When I was a kid, my parents sent me to Hindu camp. It was about a week or so long program and everyday, we had to wake up at 6am for meditation. The meditation was lead by a very old, very flexible man who had no idea how to relate to children. He gave us all a string of mala beads; every time we touched a bead we had to say OM in our heads and move onto the next bead. We were to do this without having any other thoughts in our head except for OM. At the end, we were asked to sit quietly and “think of nothing.”
I think you know that worked out really well.
I fell asleep. Every. Single. Time. If you know me, this should come as no surprise to you. My nickname at home is Sleepy Jesal (my husband is really creative with the nicknames). If someone asked me to this today, I’d still fall asleep. This was not an exercise in meditation. It was an exercise in stupidity.
For a long time after this, I thought, “I can’t meditate.” I’ve heard this phrase so many times. From myself, but also from other people.
And then about 7 or 8 years ago, I went on a silent meditation retreat where they teach you how to meditate. And I realized, my entire understanding of meditation was all wrong. It was all based on this idea of “clearing the mind” of all thoughts. That’s like asking a toddler to run a marathon.
Meditation is a lot like training a new muscle. If you’ve ever weight-trained a muscle for which you have very little to no body awareness, then you know that it’s a process. First you have to go slowly and gently to see if you can activate in the right place and keep your form. Then, once that becomes easier, you gradually add weight and/or reps. Meditation is very similar. At first you have to just sit (or lay or stand or whatever) and try. In the beginning, it’s just for a few minutes and lots of thoughts are going to come up. But once you get used to just sitting and listening, you can try for longer and try to deepen your focus on something. Like weight training, there is no substitution for time and repetition. You just have to keep showing up and putting in the effort, over and over again. That’s it. There’s no other magic to it.
To break it down, here’s what meditation looks like for most people:
Phase 1: Sitting and listening to all the thoughts. This is the hardest because you have to actually do it. Ugh. And then you’ll spontaneously remember all the errands you forgot about earlier. You’re going to want to get up and do that thing you just remembered that you need to do. Or at least write it down. Oh, maybe we should start a list. I love lists! Wait, sorry, we were talking about meditation. Maybe you’ll get distracted and forget you’re meditating altogether. Or you fall asleep.

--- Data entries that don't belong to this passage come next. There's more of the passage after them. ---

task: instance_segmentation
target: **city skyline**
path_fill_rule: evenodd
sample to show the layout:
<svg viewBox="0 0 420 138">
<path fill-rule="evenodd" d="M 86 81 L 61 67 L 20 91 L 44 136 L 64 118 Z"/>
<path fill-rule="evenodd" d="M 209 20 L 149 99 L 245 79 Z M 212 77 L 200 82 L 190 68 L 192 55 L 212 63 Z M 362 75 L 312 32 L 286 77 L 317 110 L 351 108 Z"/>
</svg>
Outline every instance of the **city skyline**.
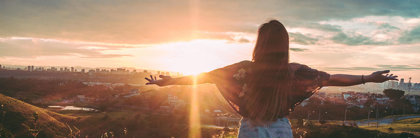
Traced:
<svg viewBox="0 0 420 138">
<path fill-rule="evenodd" d="M 388 1 L 2 1 L 0 60 L 189 75 L 250 60 L 258 26 L 273 18 L 289 32 L 291 62 L 331 74 L 389 70 L 419 82 L 419 6 Z"/>
</svg>

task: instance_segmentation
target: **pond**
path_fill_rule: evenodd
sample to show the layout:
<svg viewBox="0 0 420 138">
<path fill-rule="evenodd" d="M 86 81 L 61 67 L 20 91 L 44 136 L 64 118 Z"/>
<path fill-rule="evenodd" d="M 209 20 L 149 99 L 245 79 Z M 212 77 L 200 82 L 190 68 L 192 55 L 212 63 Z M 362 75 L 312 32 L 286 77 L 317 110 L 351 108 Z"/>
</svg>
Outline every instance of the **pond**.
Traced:
<svg viewBox="0 0 420 138">
<path fill-rule="evenodd" d="M 48 107 L 60 108 L 62 110 L 83 110 L 86 111 L 98 111 L 93 108 L 85 107 L 76 107 L 74 106 L 49 106 Z"/>
</svg>

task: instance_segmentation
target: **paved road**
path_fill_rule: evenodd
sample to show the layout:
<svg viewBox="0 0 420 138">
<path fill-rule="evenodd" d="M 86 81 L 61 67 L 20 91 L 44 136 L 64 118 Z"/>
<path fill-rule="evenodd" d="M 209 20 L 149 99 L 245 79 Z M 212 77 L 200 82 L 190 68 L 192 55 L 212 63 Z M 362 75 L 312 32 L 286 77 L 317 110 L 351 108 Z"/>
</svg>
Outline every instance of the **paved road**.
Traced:
<svg viewBox="0 0 420 138">
<path fill-rule="evenodd" d="M 404 119 L 410 119 L 410 118 L 420 118 L 420 115 L 410 115 L 410 116 L 406 116 L 405 117 L 399 117 L 396 118 L 396 120 L 399 120 Z M 379 125 L 385 125 L 389 124 L 391 122 L 393 121 L 393 117 L 390 117 L 387 118 L 381 118 L 379 119 L 378 120 L 369 120 L 369 122 L 370 123 L 371 125 L 372 123 L 376 123 L 377 121 L 379 122 Z M 362 123 L 362 122 L 363 122 Z M 346 122 L 345 124 L 346 125 L 349 125 L 349 123 L 353 122 L 354 121 L 348 121 Z M 356 121 L 356 122 L 357 123 L 357 125 L 368 125 L 368 120 L 365 120 L 362 121 Z M 339 123 L 341 124 L 341 123 Z M 375 124 L 376 125 L 376 124 Z"/>
</svg>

Phase 2: Getting over judging your thoughts. Once you’re able to actually sit and listen to your thoughts for a while, you’re probably going to get a little judgy. I mean, maybe I’m wrong and your mind is filled with rainbows. But in my experience, the judgment comes out…followed by guilt for being so goddamn judgy, jeez! Which of course, itself is judgy. If you stick with it long enough, you might just be like “ooooh this is happening in here,” without overthinking it.
Phase 3: Focusing on something more deeply. All this time, you’ve probably been trying to focus on something. But by now, you are actually able to focus on it. You can use anything as the object of your focus. Gradually, you can focus for longer periods of time and the time and space between each thought becomes longer and longer.
Phase 4: Going long periods of time without thoughts. Sometimes you can go a while without even focusing on anything much. But the biggest obstacle to this one is going for a few seconds without a thought and thinking “Oh yay, that was a few seconds without a thought…oh gosh dammit!”
I assume phase 5 is “clearing the mind completely” or something but I haven’t gotten that far. In fact, it’s a sliding scale between phases 1-3 most of the time with an occasional phase 4. The point is, you don’t have to clear your mind to get started. You just have to sit and listen.
And while we’re at it, you don’t actually have to sit. If you’ve ever been told you should sit a certain way or you should close your eyes or you should be as still as possible or that you should fold your hands a certain way etc. etc. just know that those things are unnecessary. As a beginner, just try meditating however you can. It doesn’t matter how or where. You can sit and stare out the window. You can lie in bed. You can walk and meditate – though I wouldn’t recommend doing this in the streets of NYC for safety reasons. There’s really no right or wrong and don’t let anyone tell you otherwise.
There! – now I’ve taken all your excuses away from you. You can meditate.